Şair ve yazar olup; 1928 yılında Adana’ya öğretmen olarak atanmış olması ile adı geçen ilimizin Fransız işgalinden kurutuluşu anısı bağlamında yazdığı “Bayrak” Şiirinden sonra ‘Bayrak Şairi’ olarak anılıp yâd edilen Arif Nihat Asya, edebiyatımızın önemli simalar ile isimlerindendir. Milli ve manevi değer ve şahsiyetleri konu alan şiirleriyle Türk toplumunun tarih bilinci ile şuurunun ve dini duygu ile inançlarının gelişmesinde önemli katkı sunmuştur merhum (1904- 05 Ocak 1975) Bayrak Şairi Arif Nihat Asya bey… Bence O’nun var oluş ile yaşam ilkelerini oluşturan “Şüphesiz Allah, adaleti, iyilik yapmayı, yakınlara yardım etmeyi emreder; hayâsızlığı, fenalığı ve azgınlığı da yasaklar.

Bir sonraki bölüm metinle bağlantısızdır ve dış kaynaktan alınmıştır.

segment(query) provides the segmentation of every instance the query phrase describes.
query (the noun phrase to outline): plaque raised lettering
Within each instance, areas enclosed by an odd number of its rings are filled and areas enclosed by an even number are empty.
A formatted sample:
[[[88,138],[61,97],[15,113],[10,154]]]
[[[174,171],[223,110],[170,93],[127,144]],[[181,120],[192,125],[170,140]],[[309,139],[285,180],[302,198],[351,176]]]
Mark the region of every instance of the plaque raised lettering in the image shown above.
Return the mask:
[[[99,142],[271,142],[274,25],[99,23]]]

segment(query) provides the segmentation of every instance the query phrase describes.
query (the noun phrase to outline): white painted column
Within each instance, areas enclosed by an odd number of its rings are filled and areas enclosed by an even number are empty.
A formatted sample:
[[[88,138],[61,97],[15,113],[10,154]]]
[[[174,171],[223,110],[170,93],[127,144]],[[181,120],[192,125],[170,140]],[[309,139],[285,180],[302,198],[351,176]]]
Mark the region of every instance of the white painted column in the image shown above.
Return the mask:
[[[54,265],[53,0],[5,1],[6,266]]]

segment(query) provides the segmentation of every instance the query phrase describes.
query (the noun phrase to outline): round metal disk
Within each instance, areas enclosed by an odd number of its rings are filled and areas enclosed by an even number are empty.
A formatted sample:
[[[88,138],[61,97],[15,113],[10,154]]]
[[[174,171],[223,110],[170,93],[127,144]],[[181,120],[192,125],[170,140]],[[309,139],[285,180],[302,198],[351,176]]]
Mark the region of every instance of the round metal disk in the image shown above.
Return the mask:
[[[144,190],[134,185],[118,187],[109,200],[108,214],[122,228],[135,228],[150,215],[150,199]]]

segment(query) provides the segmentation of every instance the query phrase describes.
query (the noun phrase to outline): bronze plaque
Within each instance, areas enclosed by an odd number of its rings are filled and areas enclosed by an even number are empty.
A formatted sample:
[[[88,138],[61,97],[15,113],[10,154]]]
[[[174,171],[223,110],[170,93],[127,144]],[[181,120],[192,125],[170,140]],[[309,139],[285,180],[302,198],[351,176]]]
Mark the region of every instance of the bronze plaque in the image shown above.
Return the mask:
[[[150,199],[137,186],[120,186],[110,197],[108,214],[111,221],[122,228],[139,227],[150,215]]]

O, düşünüp tutasınız diye size öğüt verir.” (Kur’an-ı Kerim / Nahl, 16/90) İlahi emir en öncelikli uyarılar arasında idi. Çoğumuzun yakından tanıdığı ve dinlemiş olduğu hürriyet ve özgürlüğümüzün sembolü ‘Bayrak Şiiri’ni birlikte okuyalım:
BAYRAK
Ey mavi göklerin beyaz ve kızıl süsü…
Kız kardeşimin gelinliği, şehidimin son örtüsü,
Işık ışık, dalga dalga bayrağım!
Senin destanını okudum, senin destanını yazacağım.
Sana benim gözümle bakmayanın
Mezarını kazacağım.
Seni selamlamadan uçan kuşun
Yuvasını bozacağım.
Dalgalandığın yerde ne korku, ne keder…
Gölgende bana da, bana da yer ver!
Sabah olmasın, günler doğmasın ne çıkar;
Yurda ay-yıldızının ışığı yeter.
Savaş bizi karlı dağlara götürdüğü gün
Kızıllığında ısındık;
Dağlardan çöllere düşürdüğü gün
Gölgene sığındık.
Ey şimdi süzgün, rüzgârlarda dalgalı;
Barışın güvercini, savaşın kartalı…
Yüksek yerlerde açan çiçeğim;
Senin altında doğdum,
Senin dibinde öleceğim.
Tarihim, şerefim, şiirim, her şeyim;
Yeryüzünde yer beğen
Nereye dikilmek istersen
Söyle, seni oraya dikeyim!
Şiirlerinde güzel Türkçemizi bir sanat dili haline getirerek kullanan ve Yahya Kemal Beyatlı’dan etkilendiği bilinen Arif Nihat’ın rahat, özentisiz ve sade bir üslubu ile Bayrak Şiirindeki milli ve manevi atmosferi sizinle paylaştığımızı düşünüyorum.